Âşık Feymani, yıllar sonra, yeni âşık olduğu yıllarda, Adanalı âşıklarla Âşık Ali İzzet’le tekrar karşılaşır. Âşıklar, Ali İzzet’in huzurunda çalıp söyler. Ali İzzet kaşlarını çatar “Yalancılar, yalancılar” der. Herkes susar. “Koca âşık acaba bize niye böyle dedi?” deyip düşünürler ama terbiyelerini bozup hiçbir şey söylemezler. Ali İzzet bir süre sonra âşıklara ”Aferin, aferin, ben size demin niye kızdım biliyor musunuz?” diye sorar. Söze devam ederek

Şiirleriniz çok güzel, hece, vezin, kafiye, ayak tamam ama şiirde âşıklık hayatınız, maceranız yok, yaşamadığınızı söylüyorsunuz. Yaşanmayan olay, aşk, türkü olmaz. Kafiyeli, heceli, ayaklı, türkülü söz olur ama içi boş olur”.

Âşık Feymani bu öğüdü hayatı boyunca aklından çıkarmadığını, başından geçen olayların türküsü söylediğinde halkın duyguyu, hüznü sezip sevdiğini, unutmadığını söylüyor.

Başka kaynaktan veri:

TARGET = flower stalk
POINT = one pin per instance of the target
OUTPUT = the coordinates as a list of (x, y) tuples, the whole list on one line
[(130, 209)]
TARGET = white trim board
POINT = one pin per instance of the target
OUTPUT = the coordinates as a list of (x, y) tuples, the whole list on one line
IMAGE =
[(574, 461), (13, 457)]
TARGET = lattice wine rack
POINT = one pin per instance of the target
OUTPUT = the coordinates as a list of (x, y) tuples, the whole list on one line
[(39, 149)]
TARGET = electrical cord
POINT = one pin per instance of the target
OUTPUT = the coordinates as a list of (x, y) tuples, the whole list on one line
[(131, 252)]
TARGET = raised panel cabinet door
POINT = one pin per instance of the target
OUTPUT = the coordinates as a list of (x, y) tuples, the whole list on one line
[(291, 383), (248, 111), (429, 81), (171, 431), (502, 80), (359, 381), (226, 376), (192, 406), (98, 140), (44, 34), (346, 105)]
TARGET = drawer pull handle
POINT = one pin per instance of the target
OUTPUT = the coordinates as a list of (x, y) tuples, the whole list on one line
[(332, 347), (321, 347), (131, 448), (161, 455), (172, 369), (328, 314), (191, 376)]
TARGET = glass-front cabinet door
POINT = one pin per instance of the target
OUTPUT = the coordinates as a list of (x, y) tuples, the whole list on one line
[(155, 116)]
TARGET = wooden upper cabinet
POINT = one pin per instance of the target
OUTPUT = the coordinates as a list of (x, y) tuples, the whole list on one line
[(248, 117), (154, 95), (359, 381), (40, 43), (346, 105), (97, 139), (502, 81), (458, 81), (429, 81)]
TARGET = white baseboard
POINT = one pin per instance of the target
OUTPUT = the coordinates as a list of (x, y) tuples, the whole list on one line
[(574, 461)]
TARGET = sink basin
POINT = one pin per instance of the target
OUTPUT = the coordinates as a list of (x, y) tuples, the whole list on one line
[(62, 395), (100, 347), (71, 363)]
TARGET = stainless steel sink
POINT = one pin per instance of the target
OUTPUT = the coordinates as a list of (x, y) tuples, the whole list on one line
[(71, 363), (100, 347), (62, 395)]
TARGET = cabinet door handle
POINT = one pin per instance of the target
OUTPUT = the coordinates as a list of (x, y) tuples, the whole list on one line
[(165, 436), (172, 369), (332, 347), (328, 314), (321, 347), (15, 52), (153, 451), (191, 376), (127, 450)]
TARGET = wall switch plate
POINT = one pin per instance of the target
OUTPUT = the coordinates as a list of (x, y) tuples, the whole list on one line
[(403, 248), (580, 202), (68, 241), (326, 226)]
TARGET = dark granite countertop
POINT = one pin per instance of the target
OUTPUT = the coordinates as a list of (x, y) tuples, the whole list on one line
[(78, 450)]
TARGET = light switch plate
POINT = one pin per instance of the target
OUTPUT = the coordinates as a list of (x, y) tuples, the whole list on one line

Adana’da köklü usta-çıraklık ilişkisi yoktur. Son yıllarda yöreyi gezen Sıvaslı âşıkların etkisiyle gelişmeye başlamıştır. Belli kurallara bağlı bir disipline sahip değildir. Dağlık yöredeki âşıkların birbirlerini görüp, bağlantı kurmaları son yıllarda mümkün olabilmiştir. Bir ustanın yanına kapılanıp yıllarca yanında kalan, ayak almayı, saz çalmayı öğrenen, mahlasını alan, ustasıyla diyar diyar dolaşan ve icazet aldıktan sonra Adana’yı terk ederek şiir söyleyen âşık yoktur. Özellikle Adanalı âşıkların 1960’lı yıllarda Sıvaslı âşıklarla tanışmalarından sonra saz çalanların sayısı hızla artmıştır.

Adana’da Âşıklık geleneğinin geleceği hakkında bir yargıya varmak için zaman erkendir. Adanalı âşıklar halktaki gelişimi ve değişimi yakaladıklarında yeni özü ve biçimiyle Adana âşıklık geleneği yaşamağa devam edecektir. Adanalı âşıklar bugün az da ola seslenecek kitle bulabilmektedirler.


 

[1] Osman Turgut: Adana’da Yaşayan Âşıklık Geleneği (Yayınlanmamış Yüksek Lisans Tezi), s. 101

[2] Osman Taşkaya (Feymani) ile 2.12.1995 tarihinde Kadirli, Azaplı Köyü’nde yapılan görüşmede tesbit edilmiştir.

[3] Osman Turgut: Adana’da ... s. 101

[4] A.g.y. s. 35

[5] Âşık Feymani, Kadirli / Azaplı Köyü’nde 2.12.1995 tarihinde yapılan özel görüşme.